So, what caught my attention was a statement on the penny press:

IT’S LEGAL:
U.S. CODE TITLE 18
CHAPTER 17, SECTION 331

Of course, I had to look-up 18 U.S.C. § 331–Mutilation, Diminution, and Falsification of Coins.

Whoever fraudulently alters, defaces, mutilates, impairs,
diminishes, falsifies, scales, or lightens any of the coins coined
at the mints of the United States, or any foreign coins which are
by law made current or are in actual use or circulation as money
within the United States; or

Whoever fraudulently possesses, passes, utters, publishes, or
sells, or attempts to pass, utter, publish, or sell, or brings into
the United States, any such coin, knowing the same to be altered,
defaced, mutilated, impaired, diminished, falsified, scaled, or
lightened –

Shall be fined under this title or imprisoned not more than five
years, or both.

So, when is the alteration of a coin fraudulent and when is it not? As it turns out, we can turn to the President for a teaching moment on fraudulent coin mutilation. Last December, President Obama pardoned Ronald Lee Foster for mutilating coins in violation of 18 U.S.C. § 331, for which Mr. Foster was fined $20 and sentenced to one year of probation. According to the Washington Post, Mr. Foster had “whittled away the edges of pennies to pass them off as dimes in vending machines” while he was serving as an “18-year-old Marine in 1963.” So, converting pennies into zoo souvenirs is probably legal. However, if you come across a press that converts pennies into dimes, that would be a souvenir that you should not take home with you.

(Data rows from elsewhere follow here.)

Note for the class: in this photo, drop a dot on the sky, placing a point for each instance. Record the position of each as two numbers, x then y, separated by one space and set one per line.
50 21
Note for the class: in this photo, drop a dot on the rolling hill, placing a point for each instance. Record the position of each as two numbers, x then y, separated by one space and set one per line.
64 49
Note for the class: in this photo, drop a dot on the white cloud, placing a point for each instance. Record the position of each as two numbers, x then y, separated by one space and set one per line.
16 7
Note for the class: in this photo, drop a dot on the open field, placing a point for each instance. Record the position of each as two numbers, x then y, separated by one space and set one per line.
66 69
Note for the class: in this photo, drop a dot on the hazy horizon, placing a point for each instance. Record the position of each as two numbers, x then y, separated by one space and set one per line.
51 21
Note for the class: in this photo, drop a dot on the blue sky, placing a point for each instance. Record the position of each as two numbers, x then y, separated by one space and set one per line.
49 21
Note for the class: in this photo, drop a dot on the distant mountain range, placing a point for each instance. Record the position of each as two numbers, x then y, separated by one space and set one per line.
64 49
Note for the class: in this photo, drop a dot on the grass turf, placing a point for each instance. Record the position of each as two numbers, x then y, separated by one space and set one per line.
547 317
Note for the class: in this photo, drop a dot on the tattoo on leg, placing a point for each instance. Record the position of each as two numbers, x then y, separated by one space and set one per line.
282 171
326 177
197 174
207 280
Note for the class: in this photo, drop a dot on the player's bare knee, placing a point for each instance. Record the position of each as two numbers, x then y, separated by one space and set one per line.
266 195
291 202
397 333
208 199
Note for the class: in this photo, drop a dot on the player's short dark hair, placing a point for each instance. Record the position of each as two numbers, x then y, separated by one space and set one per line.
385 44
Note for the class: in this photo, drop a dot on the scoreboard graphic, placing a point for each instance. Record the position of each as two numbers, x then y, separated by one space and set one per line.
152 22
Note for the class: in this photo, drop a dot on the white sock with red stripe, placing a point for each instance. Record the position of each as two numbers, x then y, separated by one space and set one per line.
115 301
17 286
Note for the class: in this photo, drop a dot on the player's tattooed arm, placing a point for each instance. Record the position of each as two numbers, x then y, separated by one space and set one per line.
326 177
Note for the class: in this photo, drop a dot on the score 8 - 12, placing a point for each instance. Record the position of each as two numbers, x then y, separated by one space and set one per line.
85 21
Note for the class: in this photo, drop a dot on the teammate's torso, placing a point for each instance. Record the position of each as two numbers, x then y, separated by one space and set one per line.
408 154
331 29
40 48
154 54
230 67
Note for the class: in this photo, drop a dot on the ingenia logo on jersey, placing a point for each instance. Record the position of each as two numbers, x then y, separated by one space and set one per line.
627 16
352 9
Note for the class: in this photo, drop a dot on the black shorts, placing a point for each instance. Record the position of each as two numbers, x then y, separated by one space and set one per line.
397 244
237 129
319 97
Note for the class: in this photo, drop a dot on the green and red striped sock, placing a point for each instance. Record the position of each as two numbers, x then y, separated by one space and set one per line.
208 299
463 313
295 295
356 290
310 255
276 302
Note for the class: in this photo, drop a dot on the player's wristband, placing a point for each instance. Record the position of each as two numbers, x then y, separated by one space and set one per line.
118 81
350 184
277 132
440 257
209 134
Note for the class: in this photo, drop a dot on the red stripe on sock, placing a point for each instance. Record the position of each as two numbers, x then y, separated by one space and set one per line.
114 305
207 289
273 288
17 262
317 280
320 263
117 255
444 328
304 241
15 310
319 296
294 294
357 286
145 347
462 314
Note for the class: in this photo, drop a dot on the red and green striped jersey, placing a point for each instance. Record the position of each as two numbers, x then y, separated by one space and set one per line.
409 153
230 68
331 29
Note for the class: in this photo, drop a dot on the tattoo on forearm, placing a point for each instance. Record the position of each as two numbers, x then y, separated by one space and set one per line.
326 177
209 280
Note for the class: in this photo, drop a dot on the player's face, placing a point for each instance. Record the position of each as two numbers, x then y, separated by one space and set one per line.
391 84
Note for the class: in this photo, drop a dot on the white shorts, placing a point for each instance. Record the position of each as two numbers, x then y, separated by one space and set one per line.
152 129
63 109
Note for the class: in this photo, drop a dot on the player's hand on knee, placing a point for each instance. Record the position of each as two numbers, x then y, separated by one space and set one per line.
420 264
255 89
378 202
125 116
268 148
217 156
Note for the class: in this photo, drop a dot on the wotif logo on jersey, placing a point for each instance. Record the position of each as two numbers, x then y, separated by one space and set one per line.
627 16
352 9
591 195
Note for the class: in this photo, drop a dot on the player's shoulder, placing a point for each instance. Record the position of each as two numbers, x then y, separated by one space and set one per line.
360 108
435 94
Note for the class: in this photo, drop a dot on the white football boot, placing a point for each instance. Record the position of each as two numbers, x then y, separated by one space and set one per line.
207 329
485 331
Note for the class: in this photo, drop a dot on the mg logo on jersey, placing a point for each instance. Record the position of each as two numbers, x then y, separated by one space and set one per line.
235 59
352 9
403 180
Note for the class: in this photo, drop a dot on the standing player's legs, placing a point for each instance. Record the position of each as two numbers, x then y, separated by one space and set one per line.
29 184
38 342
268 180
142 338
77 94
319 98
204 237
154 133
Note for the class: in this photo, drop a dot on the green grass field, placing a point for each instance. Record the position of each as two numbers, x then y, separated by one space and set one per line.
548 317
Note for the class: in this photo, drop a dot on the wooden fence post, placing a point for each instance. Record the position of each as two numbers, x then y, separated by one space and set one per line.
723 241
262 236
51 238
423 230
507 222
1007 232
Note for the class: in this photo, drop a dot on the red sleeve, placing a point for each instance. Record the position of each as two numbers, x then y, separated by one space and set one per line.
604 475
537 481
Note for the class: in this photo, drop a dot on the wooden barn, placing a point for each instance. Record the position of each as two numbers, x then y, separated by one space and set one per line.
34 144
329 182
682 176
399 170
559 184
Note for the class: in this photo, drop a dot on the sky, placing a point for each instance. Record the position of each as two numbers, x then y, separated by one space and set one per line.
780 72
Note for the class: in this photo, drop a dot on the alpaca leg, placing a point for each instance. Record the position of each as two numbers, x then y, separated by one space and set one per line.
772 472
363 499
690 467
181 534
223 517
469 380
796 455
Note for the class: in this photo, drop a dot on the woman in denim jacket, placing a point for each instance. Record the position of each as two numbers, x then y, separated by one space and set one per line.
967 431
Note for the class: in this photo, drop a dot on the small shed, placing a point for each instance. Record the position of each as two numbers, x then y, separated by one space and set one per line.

Other Coin-Related Laws and Cases:

5-Cent and One-Cent Coin Regulations. Prohibits exporting 5-cent and one-cent coins of the United States. Better count your parking meter stash before you cross the border. 31 eCFR Part 82.

U.S. v. Sheiner et al., 410 F.2d 337 (1969). Defendants convicted of violating 18 U.S.C. § 331 for selling “multi-struck” pennies as mint errors.